Sunday, February 13, 2011

Take that, Chef Ramsay!

Thank you, Annie, whoever you are, for making possible my gift to my husband for Valentine’s Day.

The Common Household Husband has been requesting Lobster Bisque for months. He and Oldest Daughter watch cooking competition shows and then ask me to duplicate the carefully orchestrated TV dishes.  Gordon Ramsay I am not. 

My husband had even gone so far as to give me a recipe for Lobster Bisque, but I was reluctant to spend all that money on lobster for something that probably wouldn’t taste remotely like Chef Ramsay made it.  And all those heavy cream calories!  I threw out that recipe.

Last week he asked what I would like for Valentine’s Day.  Chocolate, of course.  I asked him what he would like, and he said, “Lobster Bisque.”  Requesting it for Valentine’s Day raised the ante.  Uh oh.

The first recipe I found had instructions that included:
“Add lobsters head first and boil until cooked through, ....  Coarsely chop lobster shells and bodies;”

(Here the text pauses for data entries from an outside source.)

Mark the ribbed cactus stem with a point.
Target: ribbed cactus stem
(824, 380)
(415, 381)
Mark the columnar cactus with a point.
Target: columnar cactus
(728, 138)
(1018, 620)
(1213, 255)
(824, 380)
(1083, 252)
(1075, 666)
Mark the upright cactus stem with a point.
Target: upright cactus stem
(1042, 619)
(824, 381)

The next recipe I found said:
“Dispatch the lobster by plunging a sharp knife directly behind its head. Cut the lobster in half lengthwise; make sure to collect the juices that will run out. Remove the claws and tail pieces and set aside. Remove the head sac and liver and discard them; cut the body into pieces. Alternately, you can have your fishmonger do this.”

Those were the recipes on the big-name chef sites. Not only did they require me to execute the lobsters myself, but both sounded incredibly messy and time consuming.  Coarsely chopping lobster bodies probably requires an axe. I am not in the mood to be removing head sacs. I do not want to collect any juices flowing from any bodies; there was enough of that when the kids were in diapers.  And I don’t have a fishmonger.  Does anybody?

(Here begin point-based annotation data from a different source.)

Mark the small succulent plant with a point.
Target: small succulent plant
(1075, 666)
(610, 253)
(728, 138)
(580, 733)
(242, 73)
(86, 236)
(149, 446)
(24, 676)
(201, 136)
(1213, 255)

But then I found Annie’s recipe.  Oh, the beauty of it!  Onion! Wine! Tomato! Milk! Red pepper!  Perhaps it does not count as genuine lobster bisque because it uses chicken broth, rather than broth from coarsely chopped shells.  I used frozen lobster tail, another cheat in Chef Ramsay’s book, I’m sure.  Lucky for me, Chef Ramsey wasn’t here when I cooked it.

Last night I served my soup. It was a huge success, and very appropriate for Valentine’s Day because it is pink.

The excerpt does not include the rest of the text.